# Leavitt & Pierce - Cake Box



## gpearson (Jun 1, 2010)

First review, be gentle 

I picked up an ounce of this bulk blend on the advice of a staff member when I was last in Leavitt & Pierce, Cambridge MA. 
The jar/bag aroma is quite interesting - reminds me a lot of English christmas cake - raisins, with a rich dark base. No latakia is evident to my smell - just what looks to be a burley/Virgina blend.

The blend was quite moist - too much so in my mind, so I let a bowlful sit for a good 20 minutes before packing, and even then I ended up with slightly sticky fingers after packing via the Frank method. 
Initial light was fairly easy - although during smoking relights were pretty frequent - I'm not sure due to the moisture content or my bad packing.
Flavour was mild - I caught notes of the pre-light cake taste, but they were pretty fleeting. Aside from that there was mostly a little Burley to be detected - although the room aroma was really very good.

This blend had to be smoked very slowly - a lot of gurgling/moisture developed otherwise, but I suspect the initial moisture content may to be blame there.

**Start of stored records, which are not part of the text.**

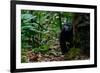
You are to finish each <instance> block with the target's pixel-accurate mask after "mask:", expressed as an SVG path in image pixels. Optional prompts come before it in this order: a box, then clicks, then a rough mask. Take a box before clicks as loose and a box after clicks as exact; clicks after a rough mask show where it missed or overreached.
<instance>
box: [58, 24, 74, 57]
mask: <svg viewBox="0 0 100 73" xmlns="http://www.w3.org/2000/svg"><path fill="white" fill-rule="evenodd" d="M59 41H60V48H61V52H62V54H63V55H64V54H65V53H67V52H68V50H69V48H71V47H72V43H73V27H72V25H70V24H64V25H63V28H62V30H61V32H60V38H59Z"/></svg>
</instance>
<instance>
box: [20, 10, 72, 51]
mask: <svg viewBox="0 0 100 73" xmlns="http://www.w3.org/2000/svg"><path fill="white" fill-rule="evenodd" d="M71 17H72V14H71V13H64V12H48V11H31V10H30V11H29V10H22V11H21V39H22V48H23V49H25V48H26V49H30V48H31V49H32V50H34V51H36V52H38V51H39V52H40V51H41V52H43V51H46V50H48V48H49V47H50V45H53V44H54V42H55V41H56V40H57V39H58V37H59V33H60V29H61V27H62V24H63V23H64V21H69V23H71V21H72V20H71Z"/></svg>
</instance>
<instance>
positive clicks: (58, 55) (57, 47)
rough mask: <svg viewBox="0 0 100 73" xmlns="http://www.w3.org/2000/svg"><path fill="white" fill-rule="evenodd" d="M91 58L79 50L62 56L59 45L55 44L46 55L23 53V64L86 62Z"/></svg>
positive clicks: (46, 53) (22, 57)
mask: <svg viewBox="0 0 100 73" xmlns="http://www.w3.org/2000/svg"><path fill="white" fill-rule="evenodd" d="M86 59H89V57H88V56H87V55H85V54H82V53H81V52H80V49H79V48H71V49H70V50H69V52H68V53H66V54H65V55H62V53H61V49H60V46H59V43H55V44H54V45H53V46H52V47H50V48H49V51H48V52H46V53H45V54H43V53H40V52H39V53H34V52H33V51H25V50H24V51H23V53H22V57H21V62H22V63H26V62H27V63H29V62H50V61H67V60H86Z"/></svg>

Overall - a mild, inoffensive blend, one that left a very plesant room smell, although left a lot to be desired in the strength/flavour department. 
I probably will not bother picking up more of this one once I run out


----------



## owaindav (Mar 7, 2010)

Great review! Keep em coming!


----------



## TonyBrooklyn (Jan 28, 2010)

Very nice review newbies to the pipe like myself really look forward to reviews thank you Sir!ipe:


----------